TRATAMENTO FARMACOLÓGICO
Quanto ao tratamento farmacológico da anorexia em cães, historicamente, utilizaram-se vários fármacos, ainda que nenhum deles estivesse registado para essa indicação. Esses fármacos incluem: diazepam, ciproeptadina, glucocorticoides, maropitant, acetato de megestrol, esteroides anabolizantes, óleo de peixe, canabinoides, cobalamina, e propofol. Embora quase todos tenham sido reportados como tendo uma eficácia pontual, nenhum demonstrou ser realmente eficaz em grupos de doentes controlados.4
- Nos últimos anos, têm-se investigado os efeitos dos inibidores da grelina (IGs) no tratamento da anorexia em seres humanos, cães e gatos. Os IGs estimulam o apetite e a libertação da hormona do crescimento e do fator de crescimento insulínico tipo 1 (IGF-1). A capromorelina (3 mg/kg/24 horas) é um IG que foi registado nos EUA como estimulante de apetite em cães. Não existem dados disponíveis sobre a sua eficácia quando é utilizada durante mais de 4 dias, mas o aparentemente amplo perfil de segurança faz com que seja recomendada para utilização crónica.4 A capromorelina não é presentemente comercializada na Europa.
- A mirtazapina é atualmente o fármaco mais usado no tratamento da anorexia em gatos.

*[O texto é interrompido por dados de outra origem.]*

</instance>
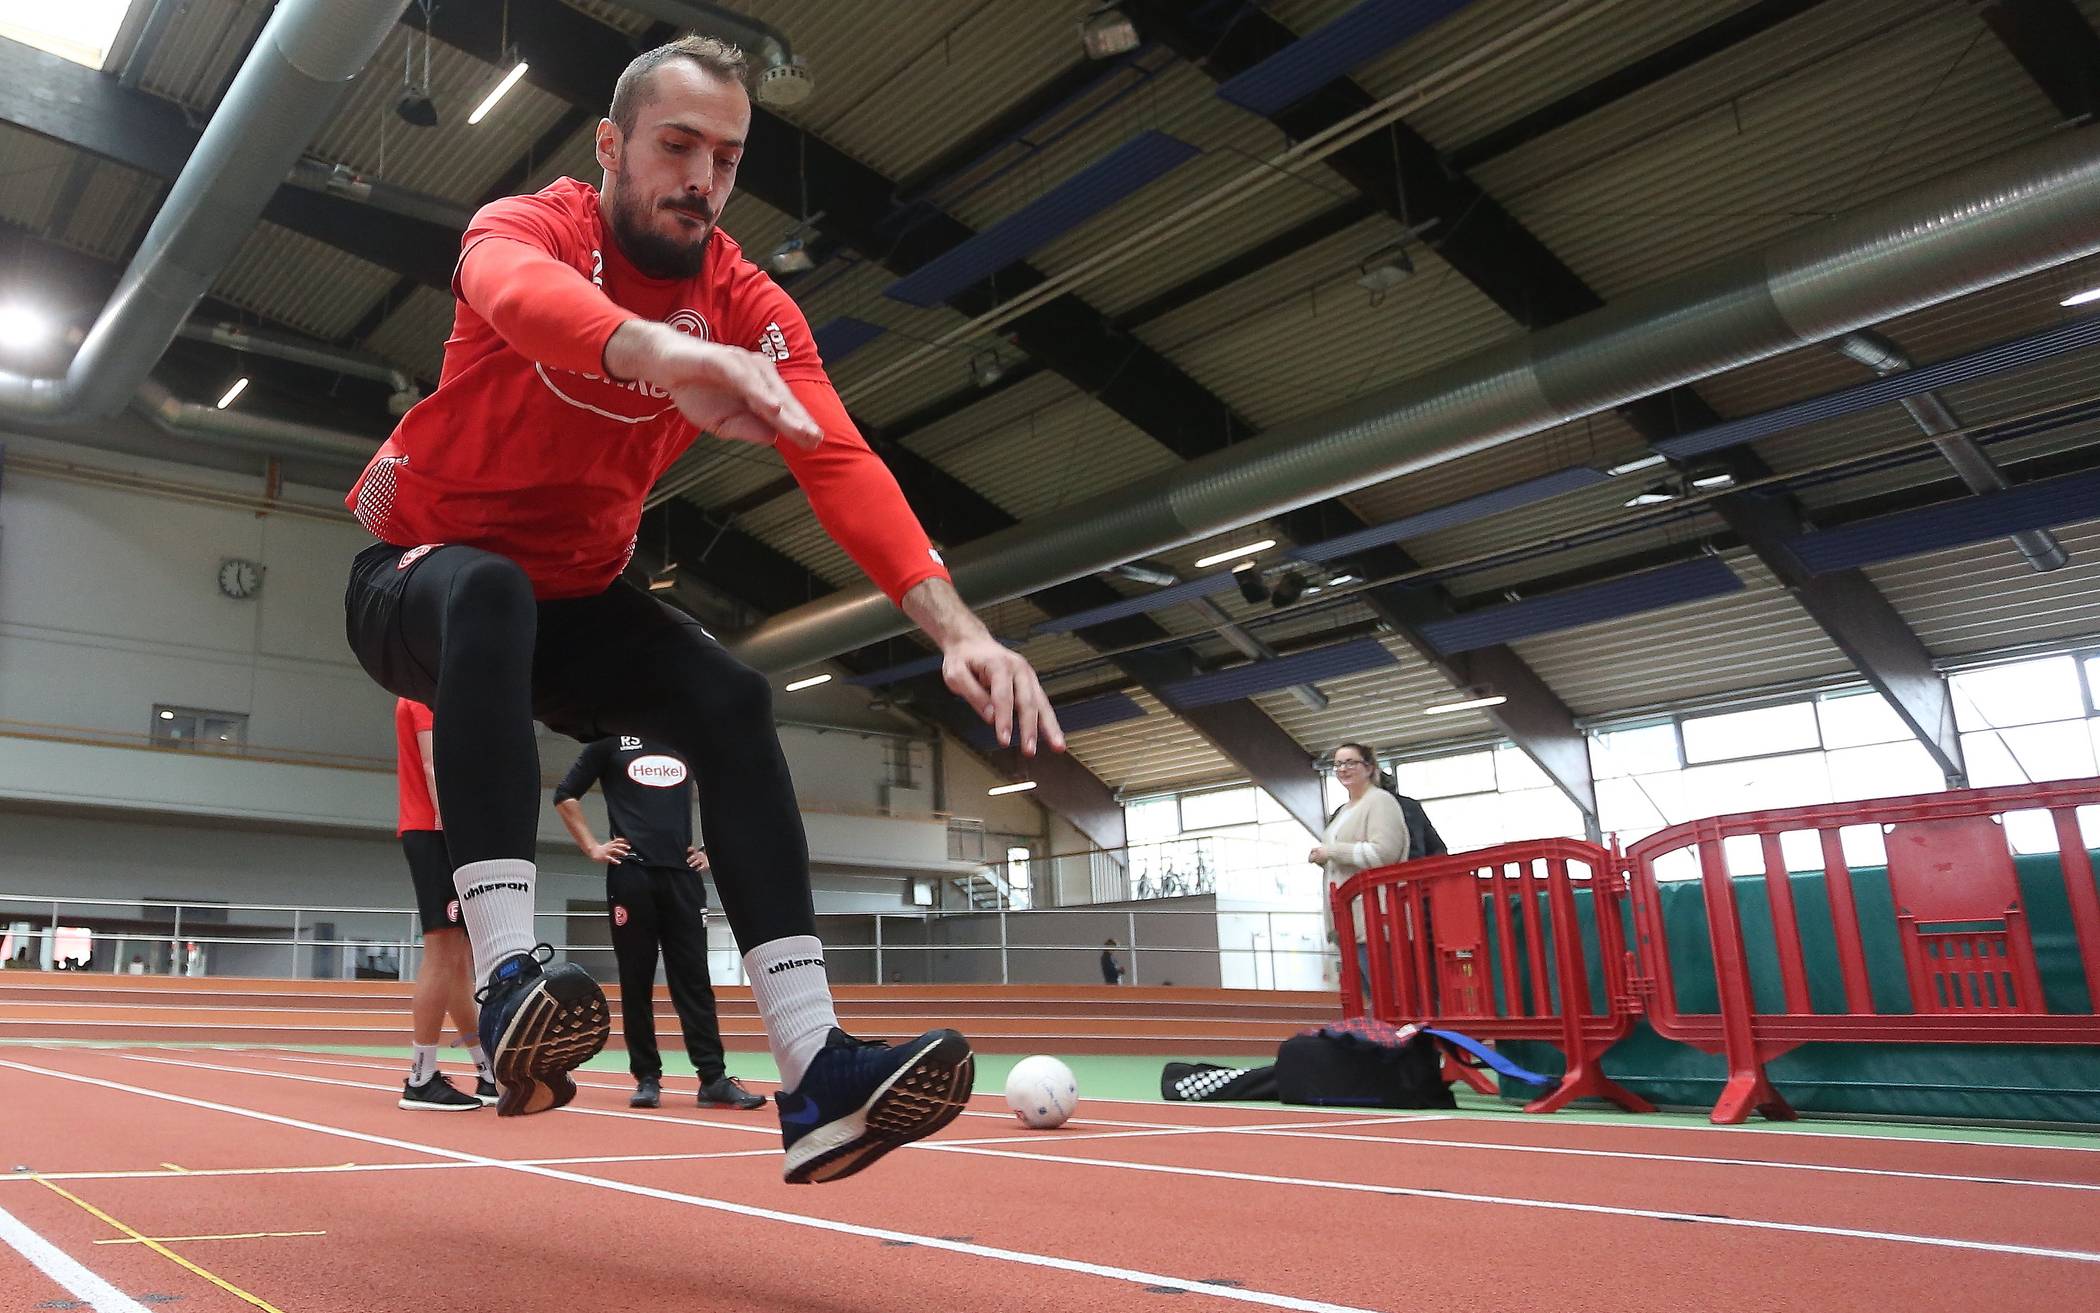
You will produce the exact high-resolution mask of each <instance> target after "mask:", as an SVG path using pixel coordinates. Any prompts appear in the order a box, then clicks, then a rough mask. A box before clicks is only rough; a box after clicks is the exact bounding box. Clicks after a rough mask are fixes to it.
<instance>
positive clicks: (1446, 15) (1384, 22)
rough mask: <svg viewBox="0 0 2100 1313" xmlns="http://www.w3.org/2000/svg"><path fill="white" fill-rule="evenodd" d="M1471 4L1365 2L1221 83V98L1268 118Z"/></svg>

Trata-se de um antidepressivo tetracíclico com atividade anti-histamínica, noradrenérgica e serotoninérgica que foi demonstrado ser eficaz como estimulante de apetite nessa espécie. Infelizmente, a sua eficácia parece ser menor em cães. As escassas evidências disponíveis sugerem que é metabolizada mais rapidamente em cães do que em gatos, pelo que alguns autores recomendam que seja administrada a cada 12 horas. As doses não estão bem estabelecidas. Contudo, foram recomendados 3,75-30 mg em função do tamanho do doente.3,4 Não existe presentemente qualquer apresentação comercializada para ser usada em cães na Espanha.
Conclusões
A anorexia em cães pode complicar a evolução de várias doenças. Além disso, tem um impacto muito negativo na perceção que os tutores têm da saúde do seu animal de estimação. Não dispondo de qualquer tratamento farmacológico claramente eficaz, os esforços do profissional de saúde devem ser direcionados para o aumento da palatabilidade da dieta e, se isso não funcionar, deve recorrer-se à alimentação assistida.